Bumped into Rebecca Latté in Paris. . . . A tragic metaphor for an era swiftly going straight to hell—this sublime woman who initiated so many teenage boys into the fascinations of feminine seduction at its peak, now a wrinkled toad. Not just old. But fat, scruffy, with repulsive skin with that foul-mouthed, female persona. A complete turn-off. Someone told me she’s become an inspiration for young feminists. The fleabag sorority strikes again.

Rebecca fires back at him via e-mail (“Dear dickhead, I read your post on Insta. You’re like a pigeon shitting on my shoulder as you flap past”), and Oscar apologizes, shamefaced. Rebecca, he reveals, was friends with his sister at school, and he has hoped for years that they would have a chance to reconnect. “I don’t give a shit about you,” Rebecca replies. The next thing you know, they’re pen pals.
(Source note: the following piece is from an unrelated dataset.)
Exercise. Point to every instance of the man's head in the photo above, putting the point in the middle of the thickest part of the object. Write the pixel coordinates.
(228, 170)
Despite the evident delight Despentes takes in composing Zoé’s incendiary blog posts, her view of the Internet, at least in this novel, is almost entirely negative. As Oscar’s post about Rebecca shows, social media is a place where people say cruel and crazy things mostly without repercussion. Even Zoé, who at first thrills at the praise she gets after exposing Oscar, soon finds herself attacked by men’s-rights activists, incels, and, toward the end of the book, erstwhile supporters as soon as she violates their assumptions about how she ought to behave. Throughout “Dear Dickhead,” the Internet appears as “a grotesque travesty of joy, friendship, and solidarity,” where people act out of a noxious composite of robotic groupthink (“They’ve been told to troll, so they troll,” Zoe observes of her haters) and emotional dysregulation. “This is real suffering,” Zoé says at one point, “this exhibition of the emptiness, the nothingness of these anonymous little foot soldiers.” Zoé is hardly exempt from the online pressure to become a caricature of herself, no matter how far the picture is from what’s really going on. “When you read the stuff she posts online,” Rebecca observes, “she’s a goddess of war and destruction. And when you see her IRL she’s this exhausted kid who’s about to fall apart.”